Not sure if I should be putting this here or in #62322 but if I'm understanding this correctly and used the Instruments software properly (I really don't know what I'm doing) it looks like it's just doing a whole lot of nothing. Macbook pro late 2013. It takes around 45 seconds to launch the project list, another 45 to launch the editor, and 45 more when I run the project to test. This could be entirely unrelated but I hope this helps because launcher v3.4.4 only takes 2 seconds max.

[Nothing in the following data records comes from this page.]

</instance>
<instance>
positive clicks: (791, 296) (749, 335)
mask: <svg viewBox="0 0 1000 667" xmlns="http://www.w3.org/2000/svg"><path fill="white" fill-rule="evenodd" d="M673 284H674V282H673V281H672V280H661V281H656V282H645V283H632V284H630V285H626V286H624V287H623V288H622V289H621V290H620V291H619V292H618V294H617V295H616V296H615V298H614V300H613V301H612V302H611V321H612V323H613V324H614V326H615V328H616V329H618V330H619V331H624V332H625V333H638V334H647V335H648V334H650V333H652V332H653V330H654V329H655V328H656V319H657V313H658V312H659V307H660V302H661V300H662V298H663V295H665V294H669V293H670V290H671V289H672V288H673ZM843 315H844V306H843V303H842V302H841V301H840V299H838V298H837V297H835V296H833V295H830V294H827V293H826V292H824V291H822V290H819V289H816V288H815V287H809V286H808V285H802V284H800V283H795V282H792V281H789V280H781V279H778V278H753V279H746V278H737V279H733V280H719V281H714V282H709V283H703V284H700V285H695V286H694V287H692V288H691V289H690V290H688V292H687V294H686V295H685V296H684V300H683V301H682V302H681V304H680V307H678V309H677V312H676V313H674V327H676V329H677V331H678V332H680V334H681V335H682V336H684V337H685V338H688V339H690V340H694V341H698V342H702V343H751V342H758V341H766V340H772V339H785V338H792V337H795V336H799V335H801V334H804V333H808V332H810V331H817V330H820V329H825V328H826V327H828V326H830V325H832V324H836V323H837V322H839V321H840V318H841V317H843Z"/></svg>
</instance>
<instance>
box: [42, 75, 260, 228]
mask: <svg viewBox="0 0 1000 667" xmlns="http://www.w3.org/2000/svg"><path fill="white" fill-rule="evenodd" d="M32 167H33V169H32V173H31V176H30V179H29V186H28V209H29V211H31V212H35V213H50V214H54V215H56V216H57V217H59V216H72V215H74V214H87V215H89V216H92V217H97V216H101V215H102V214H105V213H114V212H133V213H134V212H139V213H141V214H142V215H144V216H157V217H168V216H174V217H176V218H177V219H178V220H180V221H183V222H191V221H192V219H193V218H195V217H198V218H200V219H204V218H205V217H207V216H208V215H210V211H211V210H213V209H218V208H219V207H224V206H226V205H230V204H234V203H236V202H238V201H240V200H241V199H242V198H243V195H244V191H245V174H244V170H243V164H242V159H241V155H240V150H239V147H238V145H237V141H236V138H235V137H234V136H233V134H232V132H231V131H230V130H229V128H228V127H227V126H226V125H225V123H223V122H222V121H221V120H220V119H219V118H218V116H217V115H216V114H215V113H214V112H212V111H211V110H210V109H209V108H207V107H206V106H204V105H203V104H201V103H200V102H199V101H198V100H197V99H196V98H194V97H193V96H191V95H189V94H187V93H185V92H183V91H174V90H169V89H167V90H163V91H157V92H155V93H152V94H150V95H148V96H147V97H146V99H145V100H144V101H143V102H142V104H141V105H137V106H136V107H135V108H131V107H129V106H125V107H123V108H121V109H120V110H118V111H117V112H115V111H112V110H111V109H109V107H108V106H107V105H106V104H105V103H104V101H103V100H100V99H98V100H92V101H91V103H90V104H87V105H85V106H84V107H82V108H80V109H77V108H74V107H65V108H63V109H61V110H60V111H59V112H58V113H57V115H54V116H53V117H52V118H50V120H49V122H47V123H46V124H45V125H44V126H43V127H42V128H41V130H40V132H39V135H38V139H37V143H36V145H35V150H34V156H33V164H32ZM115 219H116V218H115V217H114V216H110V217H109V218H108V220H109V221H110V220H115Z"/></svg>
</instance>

Screen Shot 2022-08-08 at 8 20 18 pm

edit I know it's alpha not beta that's my bad

filipworksdev commented 1 year ago

I am on Iris Xe and I experience slowdowns when opening Godot and when running the project and when opening project or editor settings but only on multi-window. If I switch back to single window it's much better but still not as snappy as Godot 3 used to be.

desttinghim commented 1 year ago

I am on Iris Xe and I experience slowdowns when opening Godot and when running the project and when opening project or editor settings but only on multi-window. If I switch back to single window it's much better but still not as snappy as Godot 3 used to be.

I am having this same issue, and switching to single window also helps with performance one my end. I am running NixOS on a 11th Gen Intel chip, specifically the Framework laptop.